Henry Kaestner: And just tell us what you’re hearing from God through his word. Maybe this morning. It doesn’t need to be this morning, maybe this week, this month. But how do you feel that God is speaking to you in your life right now?

Jake Thomsen: One idea that I’m thinking about these days is just this concept of anxiety. We’re with some entrepreneurs and they’re doing fundraisers and they’re sleepless nights and just more times. And I was reading Philippians about two weeks ago now and it really struck me. Of course, I got to Philippians four, which is like the go-to for anxiety of “Hey, be anxious about nothing but in everything through prayer and supplication lift it up to the Lord. And the peace that surpasses understanding will come to you.” And in one sense I think that’s such an encouragement and the other sense it can be kind of discouraging or even anxiety-inducing, because like us, especially now, we were going through a fundraise. Are you feeling that lack of anxiety? And if not, it’s kind of like you think you got something going wrong. But what really jumped out at me, this is the point I’m getting to is reading Philippians all in one sitting. I got Chapter two where Paul essentially has this riff, where he has his missionary friend and Aphroditus, who got really sick. The Philippians didn’t know he was sick. They thought he might die. And so part of the letter, Paul wants to let them know, hey, he is OK, I’m going to send him to you. And it kind of talks about we’re all very anxious about this. Aphroditus is anxious. I’m anxious about it. And the only way I’m going to solve it is by sending him to you so that my anxiety can be reduced somewhat. And it seems as though it would be saying we do experience anxiety because of the brokenness of the world. And sometimes Paul at least was looking at the circumstance. And even when he was trying to address the circumstance, I didn’t quite get him told to that peace that surpasses understanding. And yet he gets to Chapter four and says, this is what we strive for. And so I don’t have a clear takeaway from all that. But that’s what I’m wrestling with, kind of looking at from different angles with God. And I think I’m landing just on the side of the “Already – Not yet” right. God has already accomplished the victory and it is not yet fully here. And so how do we live into that kingdom that is still coming? It’s still on its way, and yet we know what that faithful living is like. And maybe some layer of anxiety sometimes doesn’t necessarily mean that we’re doing something wrong, which is that we’re in this kind of following world in a tough spot and I don’t know where to go from there. But that’s what I’m thinking about.

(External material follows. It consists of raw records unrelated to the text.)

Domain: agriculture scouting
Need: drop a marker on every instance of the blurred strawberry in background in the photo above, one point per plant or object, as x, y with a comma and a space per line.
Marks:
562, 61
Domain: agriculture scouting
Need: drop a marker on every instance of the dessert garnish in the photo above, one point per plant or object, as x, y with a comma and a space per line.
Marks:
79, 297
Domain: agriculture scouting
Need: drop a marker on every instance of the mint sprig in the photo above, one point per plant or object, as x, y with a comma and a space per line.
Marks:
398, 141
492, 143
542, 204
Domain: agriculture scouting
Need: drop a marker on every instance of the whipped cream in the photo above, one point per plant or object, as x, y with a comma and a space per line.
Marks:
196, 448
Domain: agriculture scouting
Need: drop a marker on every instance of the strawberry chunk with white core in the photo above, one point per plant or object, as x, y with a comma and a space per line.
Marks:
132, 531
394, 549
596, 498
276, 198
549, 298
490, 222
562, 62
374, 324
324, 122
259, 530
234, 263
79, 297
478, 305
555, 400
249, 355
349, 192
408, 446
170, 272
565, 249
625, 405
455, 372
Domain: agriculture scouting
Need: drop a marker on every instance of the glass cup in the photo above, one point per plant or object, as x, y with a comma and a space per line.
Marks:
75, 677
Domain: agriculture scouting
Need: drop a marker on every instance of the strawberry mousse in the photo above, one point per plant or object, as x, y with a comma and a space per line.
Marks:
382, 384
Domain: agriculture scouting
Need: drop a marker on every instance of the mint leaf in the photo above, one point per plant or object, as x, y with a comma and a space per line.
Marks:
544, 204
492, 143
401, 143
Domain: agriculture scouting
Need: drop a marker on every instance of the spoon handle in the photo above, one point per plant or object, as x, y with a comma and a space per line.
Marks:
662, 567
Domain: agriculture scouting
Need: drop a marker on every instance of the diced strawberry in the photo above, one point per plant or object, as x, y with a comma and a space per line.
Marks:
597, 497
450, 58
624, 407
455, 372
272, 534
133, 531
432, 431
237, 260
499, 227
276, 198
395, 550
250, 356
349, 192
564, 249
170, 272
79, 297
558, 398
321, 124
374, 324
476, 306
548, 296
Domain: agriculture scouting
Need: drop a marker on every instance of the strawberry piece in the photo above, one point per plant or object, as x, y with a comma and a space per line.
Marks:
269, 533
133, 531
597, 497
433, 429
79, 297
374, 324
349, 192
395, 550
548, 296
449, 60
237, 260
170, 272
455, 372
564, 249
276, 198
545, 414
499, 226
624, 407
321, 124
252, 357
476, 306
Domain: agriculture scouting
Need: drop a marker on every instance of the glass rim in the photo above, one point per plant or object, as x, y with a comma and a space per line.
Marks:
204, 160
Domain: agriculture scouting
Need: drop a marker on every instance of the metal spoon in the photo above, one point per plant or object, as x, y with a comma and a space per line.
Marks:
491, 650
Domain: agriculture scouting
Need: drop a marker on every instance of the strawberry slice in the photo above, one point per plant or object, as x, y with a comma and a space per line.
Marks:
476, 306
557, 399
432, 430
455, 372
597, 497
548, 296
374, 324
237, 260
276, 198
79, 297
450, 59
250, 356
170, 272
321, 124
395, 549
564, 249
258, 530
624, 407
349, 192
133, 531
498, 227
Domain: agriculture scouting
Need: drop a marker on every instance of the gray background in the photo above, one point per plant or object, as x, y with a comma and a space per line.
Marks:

Henry Kaestner: That’s a good one. That’s a good word already. Not yet. And then that leaves you in this place of faith believing in it.

Luke Roush: Hey, man, I’ll say thanks, Jake, for being with us often to hear your thoughts. I think this is such an important topic because it occurs so frequently in the lives of investors and being able to say know the right way is just fundamental to being able to be a witness and testimony in our faith, how we interact with others. So thanks for your thoughts.